And yeah, he looks rattled—maybe not in the “throwing things on camera” way, but in the way the White House spin suddenly sounds a lot more desperate than dominant. The official line is that Trump and Xi “agree” the Strait must stay open and Iran can’t have nukes, and Trump is telling reporters Xi offered to help broker a way to reopen shipping. But if you listen to the readouts and the coverage, the story isn’t “Trump pressed Xi,” it’s “Xi warned Trump” on Taiwan and walked away looking calm and in control while Trump’s own critics are saying he went quiet in the room and let Xi frame the terms. When the president of the United States shows up needing the guy who just threatened “conflicts” over Taiwan to help bail him out of the mess in Hormuz, that is not the posture of someone with the upper hand.

 

Meanwhile, the situation on the water has gotten uglier in the last 24 hours. Authorities in the Gulf say one vessel moored off the UAE was boarded by armed men and forced toward Iranian waters, and another cargo ship near Oman has sunk after an attack.

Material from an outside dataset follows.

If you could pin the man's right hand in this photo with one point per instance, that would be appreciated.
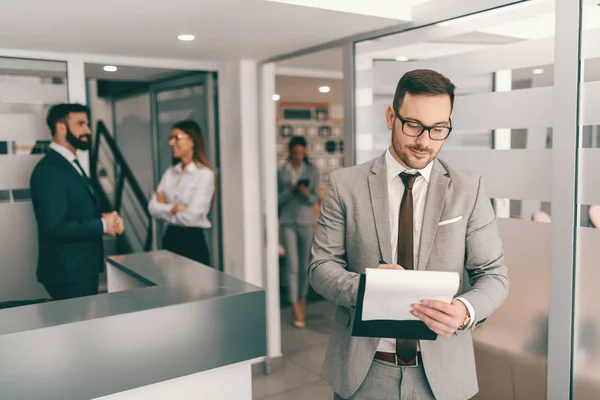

The attackers haven’t been officially named, but this is happening precisely as Iranian officials are out there declaring that the Strait of Hormuz is “Iranian territory” and bragging that they have the legal right to seize oil tankers tied to the U.S. Maritime warning centers report that the seized ship is now heading toward Iran, and regional governments are calling the entire pattern of attacks on commercial shipping “unacceptable.” Put that together with Iranian statealigned outlets touting the special passage granted to Chinese vessels, and the message is pretty blunt: Iran can grab and sink ships near one of the most critical choke points on earth, China’s friends sail, and Trump can’t stop it without either escalating the war or begging Beijing for a lifeline.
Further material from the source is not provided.